Study shows storms, dryness speeding up biomass turnover in Amazon forest

Powerful storms and drier air are speeding up the natural biomass turnover in the Amazon rainforest, potentially reducing its ability to store carbon for long periods of time, researchers have found.

The study, led by the South China Botanical Garden (SCBG) of the Chinese Academy of Sciences, together with Cornell University and other international partners, was published in the journal Nature Climate Change.

Tropical forests like the Amazon hold more than 60% of the world's plant biomass, making them critical players in regulating the global climate. But their role as carbon storage depends on how long carbon stays locked in trees and other vegetation before being released back into the air. Scientists call this the carbon residence time. The study shows this residence time is shrinking across the Amazon. As the atmosphere becomes drier and convective storms become more active, trees are dying and being replaced faster than before.

Earlier research on tropical carbon sinks has focused mostly on tree growth and productivity. Much less attention has been given to tree death and biomass turnover. Most past studies also relied on data from small, local forest plots.

"Tropical forests are highly complex and vary greatly from place to place," said Wu Donghai, a researcher from the SCBG. "Limited field plots cannot fully capture large-scale patterns and drivers of biomass carbon turnover."

To solve this problem, the team combined satellite images with long-term records from forest plots across the Amazon.
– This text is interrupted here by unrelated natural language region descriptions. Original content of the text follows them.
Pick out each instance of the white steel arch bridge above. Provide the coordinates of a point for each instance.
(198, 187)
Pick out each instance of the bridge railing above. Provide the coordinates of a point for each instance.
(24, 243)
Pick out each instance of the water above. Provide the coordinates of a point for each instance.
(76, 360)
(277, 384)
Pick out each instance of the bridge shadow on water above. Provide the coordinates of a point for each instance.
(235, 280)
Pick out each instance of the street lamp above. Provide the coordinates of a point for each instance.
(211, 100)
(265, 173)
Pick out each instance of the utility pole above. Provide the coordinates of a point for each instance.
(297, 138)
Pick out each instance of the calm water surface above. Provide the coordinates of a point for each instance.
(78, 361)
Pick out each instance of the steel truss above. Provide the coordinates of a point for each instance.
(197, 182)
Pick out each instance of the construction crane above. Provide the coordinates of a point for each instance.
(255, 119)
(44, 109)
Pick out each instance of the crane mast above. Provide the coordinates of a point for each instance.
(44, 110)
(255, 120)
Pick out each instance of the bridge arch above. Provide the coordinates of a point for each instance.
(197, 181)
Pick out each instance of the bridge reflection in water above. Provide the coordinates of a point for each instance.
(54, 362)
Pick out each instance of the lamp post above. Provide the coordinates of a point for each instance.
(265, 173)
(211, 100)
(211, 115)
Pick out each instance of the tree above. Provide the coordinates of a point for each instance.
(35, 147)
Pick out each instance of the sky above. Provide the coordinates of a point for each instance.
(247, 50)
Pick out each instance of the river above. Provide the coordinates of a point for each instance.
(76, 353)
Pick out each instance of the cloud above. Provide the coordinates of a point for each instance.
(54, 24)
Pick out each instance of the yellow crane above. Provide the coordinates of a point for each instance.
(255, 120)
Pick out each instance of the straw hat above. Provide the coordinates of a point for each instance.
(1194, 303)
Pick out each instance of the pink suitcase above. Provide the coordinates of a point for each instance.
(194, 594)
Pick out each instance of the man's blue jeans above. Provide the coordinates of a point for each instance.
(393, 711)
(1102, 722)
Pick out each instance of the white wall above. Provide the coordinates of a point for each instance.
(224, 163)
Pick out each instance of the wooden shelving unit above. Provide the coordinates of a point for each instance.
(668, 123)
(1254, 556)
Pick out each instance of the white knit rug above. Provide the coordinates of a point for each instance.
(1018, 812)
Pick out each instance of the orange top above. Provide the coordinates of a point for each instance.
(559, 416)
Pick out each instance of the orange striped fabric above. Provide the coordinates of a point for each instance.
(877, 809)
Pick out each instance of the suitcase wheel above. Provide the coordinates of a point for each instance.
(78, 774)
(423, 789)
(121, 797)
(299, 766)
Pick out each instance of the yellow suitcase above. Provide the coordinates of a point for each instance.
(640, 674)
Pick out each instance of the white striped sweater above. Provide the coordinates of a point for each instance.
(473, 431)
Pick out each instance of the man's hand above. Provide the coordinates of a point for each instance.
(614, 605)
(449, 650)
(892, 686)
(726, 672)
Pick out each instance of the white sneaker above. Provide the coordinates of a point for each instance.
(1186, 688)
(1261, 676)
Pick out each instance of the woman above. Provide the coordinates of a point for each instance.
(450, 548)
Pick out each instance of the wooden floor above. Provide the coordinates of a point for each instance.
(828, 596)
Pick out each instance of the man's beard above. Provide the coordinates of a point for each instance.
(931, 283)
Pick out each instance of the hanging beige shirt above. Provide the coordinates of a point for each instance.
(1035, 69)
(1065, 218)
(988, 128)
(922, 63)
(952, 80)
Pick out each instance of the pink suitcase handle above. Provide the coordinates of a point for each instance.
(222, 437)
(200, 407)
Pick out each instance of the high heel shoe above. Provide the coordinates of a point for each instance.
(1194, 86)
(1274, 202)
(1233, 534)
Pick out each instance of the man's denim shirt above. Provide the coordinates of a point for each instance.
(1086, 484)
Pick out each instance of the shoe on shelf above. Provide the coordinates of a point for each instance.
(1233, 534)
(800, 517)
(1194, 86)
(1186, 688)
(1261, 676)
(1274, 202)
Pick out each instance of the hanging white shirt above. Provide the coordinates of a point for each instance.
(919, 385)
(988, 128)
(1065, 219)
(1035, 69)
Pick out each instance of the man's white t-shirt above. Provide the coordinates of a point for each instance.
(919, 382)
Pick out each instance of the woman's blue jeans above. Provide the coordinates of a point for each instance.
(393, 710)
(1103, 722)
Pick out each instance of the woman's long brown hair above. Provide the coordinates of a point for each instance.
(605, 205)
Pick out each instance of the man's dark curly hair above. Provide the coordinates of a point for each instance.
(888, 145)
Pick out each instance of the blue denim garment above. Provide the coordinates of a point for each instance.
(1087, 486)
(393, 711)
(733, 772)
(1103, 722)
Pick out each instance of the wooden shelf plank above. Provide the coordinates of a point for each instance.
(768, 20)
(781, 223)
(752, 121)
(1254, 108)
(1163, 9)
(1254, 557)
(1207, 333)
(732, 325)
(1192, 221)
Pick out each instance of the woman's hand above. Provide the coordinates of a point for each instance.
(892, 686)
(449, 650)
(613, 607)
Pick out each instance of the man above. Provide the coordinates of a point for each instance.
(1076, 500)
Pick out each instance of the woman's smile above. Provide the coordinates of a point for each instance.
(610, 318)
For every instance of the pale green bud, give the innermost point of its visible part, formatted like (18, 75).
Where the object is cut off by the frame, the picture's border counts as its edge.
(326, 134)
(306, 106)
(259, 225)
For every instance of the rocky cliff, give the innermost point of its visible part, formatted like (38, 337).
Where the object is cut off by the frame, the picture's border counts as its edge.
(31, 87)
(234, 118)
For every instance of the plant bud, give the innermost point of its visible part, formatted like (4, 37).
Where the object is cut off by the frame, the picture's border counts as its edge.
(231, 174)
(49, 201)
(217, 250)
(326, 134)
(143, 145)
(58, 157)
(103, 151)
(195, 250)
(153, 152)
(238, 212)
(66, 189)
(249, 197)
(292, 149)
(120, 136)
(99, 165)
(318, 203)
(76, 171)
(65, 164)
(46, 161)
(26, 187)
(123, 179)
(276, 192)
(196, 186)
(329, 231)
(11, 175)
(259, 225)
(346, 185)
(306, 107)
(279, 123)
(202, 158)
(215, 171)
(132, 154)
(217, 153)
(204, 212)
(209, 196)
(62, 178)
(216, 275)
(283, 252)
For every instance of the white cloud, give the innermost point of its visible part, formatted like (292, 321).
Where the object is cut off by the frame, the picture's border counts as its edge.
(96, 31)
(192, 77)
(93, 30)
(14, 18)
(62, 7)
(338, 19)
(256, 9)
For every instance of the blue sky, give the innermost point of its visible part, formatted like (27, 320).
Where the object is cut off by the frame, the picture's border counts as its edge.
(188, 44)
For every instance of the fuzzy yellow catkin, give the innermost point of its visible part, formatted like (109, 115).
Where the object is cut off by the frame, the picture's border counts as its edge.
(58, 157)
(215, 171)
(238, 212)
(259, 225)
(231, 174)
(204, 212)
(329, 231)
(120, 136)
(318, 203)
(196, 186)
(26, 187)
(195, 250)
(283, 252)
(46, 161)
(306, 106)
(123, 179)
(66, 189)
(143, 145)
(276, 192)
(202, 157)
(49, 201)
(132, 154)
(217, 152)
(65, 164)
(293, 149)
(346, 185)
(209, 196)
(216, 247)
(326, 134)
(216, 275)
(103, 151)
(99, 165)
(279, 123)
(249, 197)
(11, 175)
This allowed them to map tree death and biomass turnover across the entire region. Using machine learning, they then evaluated how different environmental factors affect carbon turnover time.

The results show that biomass carbon turnover time varies widely across the Amazon and responds to environmental changes in strongly nonlinear ways. Convective storms turned out to be an even stronger influence than drought-related stress.

The researchers predict that, by the end of this century, carbon turnover time in Amazonian forests will shorten by about 3% on average under a low-emissions scenario. Under a high-emissions scenario, it could shorten by as much as 15%.

Wu said the findings help scientists better understand what keeps tropical forest carbon sinks stable. They also provide key support for improving Earth system models, which are used to determine future climate change trends.